Silent Night

I’m not sure the way Advent and Christmas are usually celebrated is much to my liking… It’s all about words like “falalalala” and  “glooo-ho-ho-ho-ho-ho-hooo-ho-ho-ho-ho-ho-hooo-ho-ho-ho-ho-ho-hoooria” (come on, you can do it…), and inevitably, the realities of our lives will clash with the ‘smiliness’ that seems to be part of the decorations of the season.

Because it’s in the calendar, we suddenly feel the need to pretend that we are joyful and happy social butterflies, enjoying ourselves in a crowd of people when some of us don’t find that enjoyable at any other time of the year. But now, after all, there’s mulled wine, and mince pies and gifts and songs to sing… So all must be well, including all the dynamics between us and others that aren’t actually in any sort of cheerful balance. A sheen of glitter is added to life, covering up all the murky bits like the first snow covers every ugly street corner. It’s not real. Nothing has changed. It’s the same lives and the same people underneath it all.

This is the season in which after every ‘jolly’ hour I spend with a group of people I go home with a sense of sadness.

It’s a traditional feeling by now. 

And I will still walk through the next few weeks as I have many times before, I will sing carols and eat turkey and smile and chat, and from time to time I will go somewhere quiet and close my eyes and feel how I really am. 

And then I’ll return to the room with the Christmas tree and the gifts and people who may well be feeling something not all that different from me, and we’ll go on celebrating together, a little bit trying to  m a k e  joy while joy is not what we’re feeling.
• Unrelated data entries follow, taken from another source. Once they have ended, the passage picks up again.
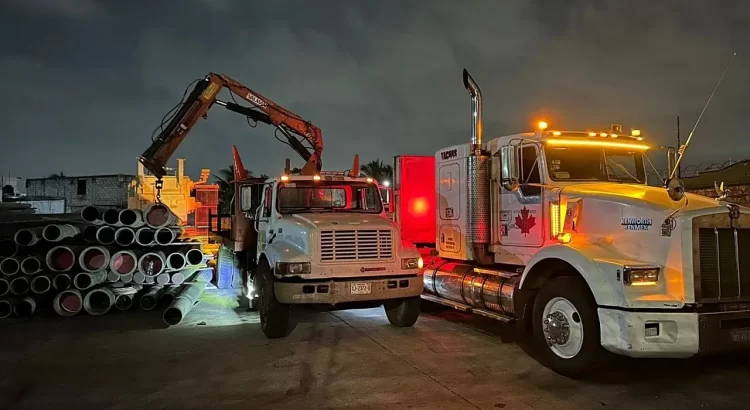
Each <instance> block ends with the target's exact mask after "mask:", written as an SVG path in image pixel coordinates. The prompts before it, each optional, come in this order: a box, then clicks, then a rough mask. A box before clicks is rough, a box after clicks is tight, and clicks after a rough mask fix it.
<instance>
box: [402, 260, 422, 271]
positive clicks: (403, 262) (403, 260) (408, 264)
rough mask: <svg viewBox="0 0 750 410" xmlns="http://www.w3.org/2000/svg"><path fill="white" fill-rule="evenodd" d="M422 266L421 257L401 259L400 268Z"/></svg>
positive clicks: (402, 268) (404, 268)
mask: <svg viewBox="0 0 750 410" xmlns="http://www.w3.org/2000/svg"><path fill="white" fill-rule="evenodd" d="M423 266H424V262H423V261H422V258H406V259H401V269H422V267H423Z"/></svg>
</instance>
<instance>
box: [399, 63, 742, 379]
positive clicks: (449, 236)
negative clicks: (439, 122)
mask: <svg viewBox="0 0 750 410" xmlns="http://www.w3.org/2000/svg"><path fill="white" fill-rule="evenodd" d="M464 84H465V86H466V87H467V89H468V90H469V92H470V93H471V95H472V115H471V118H472V120H473V121H472V134H471V140H470V141H468V142H467V143H464V144H459V145H455V146H451V147H447V148H444V149H441V150H439V151H437V152H436V153H435V154H434V156H424V157H404V156H402V157H397V159H396V164H395V175H396V178H395V180H394V185H395V187H396V192H395V197H396V198H397V201H396V203H397V206H396V214H397V217H396V220H397V221H399V224H400V226H401V227H402V232H403V234H404V237H405V238H406V239H409V240H411V241H413V242H418V239H417V238H419V241H425V240H426V239H427V238H428V237H430V236H432V238H434V239H433V241H432V243H429V244H424V246H425V248H423V249H422V255H423V256H424V258H425V269H424V284H425V289H424V294H423V295H422V297H423V298H424V299H426V300H429V301H432V302H436V303H440V304H444V305H447V306H451V307H453V308H456V309H459V310H463V311H467V312H473V313H476V314H480V315H484V316H487V317H491V318H494V319H497V320H500V321H505V322H516V323H517V324H518V328H519V330H521V334H522V335H523V337H524V338H526V337H527V338H528V340H529V341H530V342H531V344H532V346H534V347H535V348H537V349H538V351H539V353H540V355H539V357H540V358H541V360H542V361H543V363H544V364H546V365H548V366H549V367H550V368H552V369H554V370H556V371H558V372H560V373H563V374H567V375H571V376H574V375H580V374H582V373H584V372H588V371H591V370H593V369H595V368H596V367H597V366H598V365H600V364H601V363H602V361H601V360H600V359H601V358H602V353H603V352H605V351H609V352H611V353H616V354H621V355H625V356H630V357H689V356H693V355H696V354H703V353H715V352H723V351H731V350H740V349H745V350H747V349H750V259H748V258H747V257H746V255H747V254H748V253H749V252H750V209H747V208H744V207H741V206H738V205H736V204H731V203H727V202H724V201H721V200H719V201H716V200H713V199H710V198H707V197H702V196H698V195H693V194H687V193H685V191H684V188H683V186H682V185H681V183H680V181H679V180H676V179H673V180H669V181H665V186H663V187H653V186H648V185H647V184H646V165H645V164H647V163H648V159H647V157H646V153H647V152H648V151H649V150H650V149H651V146H650V144H649V143H648V142H647V141H646V140H645V139H644V137H642V136H641V135H640V131H639V130H632V131H631V132H623V130H622V127H620V126H612V127H610V128H609V129H604V130H602V129H596V128H594V127H592V128H593V129H590V130H582V131H564V130H549V129H547V124H540V126H539V127H538V129H536V130H534V131H530V132H526V133H520V134H513V135H505V136H498V137H495V138H492V139H490V140H488V141H483V139H482V135H481V130H482V124H481V119H482V115H481V93H480V92H479V89H478V86H476V83H474V82H473V80H472V79H471V77H470V76H468V73H466V72H464ZM670 162H673V161H670ZM427 163H430V164H431V167H430V168H431V169H432V170H431V171H429V172H427V171H425V170H424V169H425V168H427V166H426V164H427ZM416 167H421V169H417V168H416ZM430 185H431V186H432V191H431V192H430V193H429V194H428V193H427V189H426V188H425V187H427V186H430ZM407 186H408V187H418V188H419V189H407V188H406V187H407ZM426 197H428V198H432V199H431V200H429V201H424V198H426ZM419 201H422V203H423V204H424V206H422V207H419V208H418V207H417V206H416V204H417V203H419ZM430 225H431V227H430ZM407 227H409V230H408V231H407Z"/></svg>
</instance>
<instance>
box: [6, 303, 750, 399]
mask: <svg viewBox="0 0 750 410" xmlns="http://www.w3.org/2000/svg"><path fill="white" fill-rule="evenodd" d="M296 316H297V317H298V322H299V323H298V325H297V328H296V329H295V331H294V332H293V333H292V334H291V335H290V336H289V337H288V338H286V339H282V340H268V339H266V338H265V337H264V336H263V334H262V333H261V331H260V328H259V326H260V325H259V323H258V316H257V314H256V313H253V312H247V311H245V310H244V309H241V308H239V307H238V305H237V303H236V301H235V300H234V298H233V295H228V294H222V293H220V292H219V291H217V290H209V291H207V292H206V293H204V296H203V297H202V300H201V303H199V304H198V305H197V306H196V307H195V309H194V310H193V312H192V313H191V314H190V315H189V316H188V317H187V318H186V320H185V321H184V322H183V323H181V324H180V325H178V326H173V327H170V328H165V326H164V325H163V324H162V323H161V318H160V312H140V311H133V312H128V313H124V314H123V313H113V314H109V315H107V316H102V317H92V316H87V315H81V316H76V317H72V318H59V317H56V316H51V315H43V316H39V317H37V318H35V319H33V320H14V321H5V322H2V323H0V344H1V345H2V349H1V350H0V409H37V408H38V409H54V408H66V409H135V408H149V409H172V408H179V409H208V408H210V409H224V408H227V409H344V408H346V409H603V408H606V409H636V408H637V409H693V408H695V409H710V408H719V409H732V408H737V409H740V408H748V407H747V403H749V402H750V389H749V388H748V387H749V386H750V370H749V369H750V356H748V355H741V356H736V355H735V356H719V357H710V358H701V359H690V360H638V361H636V360H627V359H621V360H615V361H614V363H613V366H612V368H611V369H609V370H608V371H607V372H605V373H603V374H601V375H598V376H596V377H592V378H591V379H590V380H585V381H577V380H571V379H567V378H565V377H563V376H560V375H557V374H555V373H553V372H551V371H550V370H548V369H546V368H544V367H542V366H540V365H539V364H538V363H537V362H536V361H534V359H532V358H531V357H529V356H528V355H527V354H526V353H524V352H523V351H522V350H521V349H520V348H519V347H518V346H517V345H516V344H515V343H513V340H512V334H513V329H512V327H511V326H508V325H503V324H500V323H497V322H494V321H491V320H489V319H484V318H480V317H474V316H471V315H466V314H462V313H459V312H455V311H451V310H442V309H434V307H433V309H430V313H424V314H423V315H422V317H420V320H419V321H418V322H417V324H416V325H415V326H414V327H413V328H406V329H399V328H394V327H391V326H390V325H389V324H388V321H387V319H386V318H385V315H384V313H383V311H382V308H376V309H366V310H353V311H336V312H325V313H312V312H298V313H297V315H296Z"/></svg>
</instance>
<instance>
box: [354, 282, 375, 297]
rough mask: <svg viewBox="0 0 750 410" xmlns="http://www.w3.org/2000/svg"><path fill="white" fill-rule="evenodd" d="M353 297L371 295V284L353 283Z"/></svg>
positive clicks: (371, 290) (366, 283) (371, 291)
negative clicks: (360, 295)
mask: <svg viewBox="0 0 750 410" xmlns="http://www.w3.org/2000/svg"><path fill="white" fill-rule="evenodd" d="M351 291H352V295H369V294H370V293H372V284H371V283H367V282H365V283H352V284H351Z"/></svg>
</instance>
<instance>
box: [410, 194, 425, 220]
mask: <svg viewBox="0 0 750 410" xmlns="http://www.w3.org/2000/svg"><path fill="white" fill-rule="evenodd" d="M428 208H429V204H428V203H427V200H426V199H424V198H415V199H414V200H413V201H411V202H409V213H410V214H411V215H412V216H415V217H421V216H425V215H426V214H427V210H428Z"/></svg>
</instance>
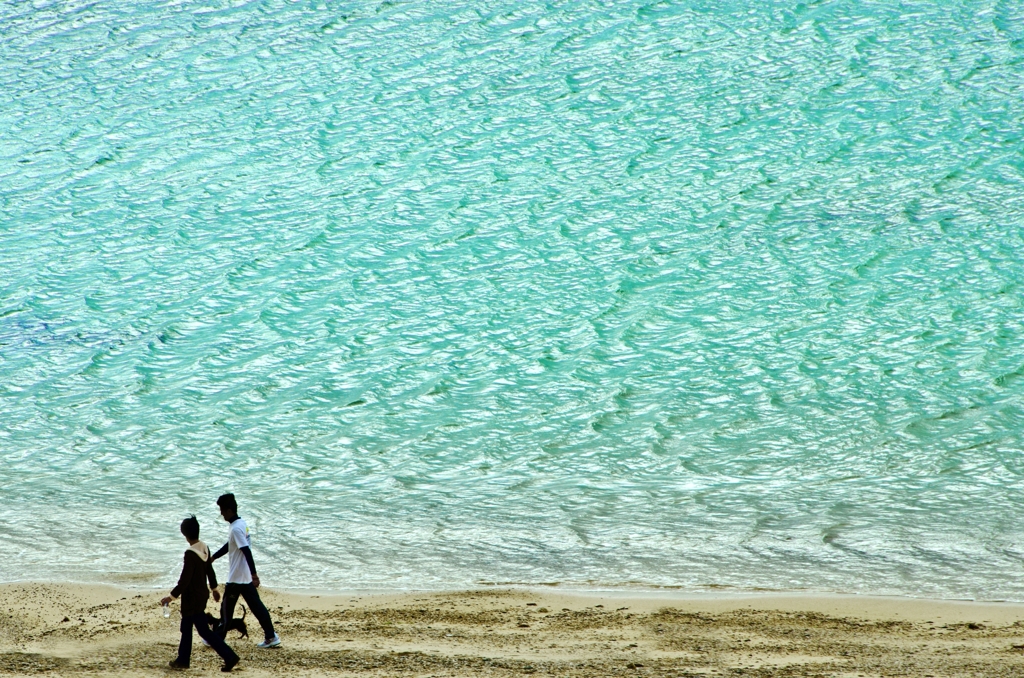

For me, some part of the sadness is to do with the knowledge that after being in a group of particularly smiley, familiar people for the celebrations, I’ll be going to a home where no one is waiting for me. But I don’t think that’s all it is. I think it might actually be more about how I live Christmas, how we all live the season:

Christmas is an extrovert’s paradise. And an extrovert is not who I am.

Advent also raises expectations on some subconscious level that ‘something special’ is about to happen, not just symbolically or spiritually. And then everything still stays the same.

And then there’s New Year’s Eve, which I have come to dislike quite intensely, really, partly because I hate the hopes such a random day raises, the artificial pressure and expectations that are projected onto this day. And again, it’s very much an extrovert occasion…

In the end, Christmas is about an ordinary and messy and difficult experience, lived by people who really did not know how to ‘fix their lives’ and who were not prepared for anything that was going on. And everything that felt like a problem to them has become a story we now treasure and tell and remember and celebrate…because somewhere in all this ordinary, unfixable mess, something extraordinary happened, something completely new was created which changed everything, and at the time, only a small bunch of people noticed that anything was different than it had been before.

I wish that, for once, we could come together at Christmas as we are, without all the jingle-bells pretence of cheer, our seasonal bravado.

I wish we could just be more silent, and share time together in which there is space for us to know and be open about the unfixable bits of mess in our lives, and to hear the angels say, “Don’t be afraid! I am here with good news for you.” There might be space then to notice the difference it makes. 

No reindeer jumpers and prescribed jolliness under which we can’t hear a thing any angel might be saying.

Nothing can change in us if we don’t hear that voice.

I think quite a few of the people I know may be having some of this in their hearts as well, while we are still all living the ‘social event’ that Christmas is.

I’d like to have less of everything instead of more. I’d like the remembrance of God being born in a messy way into a painful world to be the main event of the season.

Contemplative Christmas…

And I’d find New Year’s Eve prayers infinitely preferable to crowds and noise.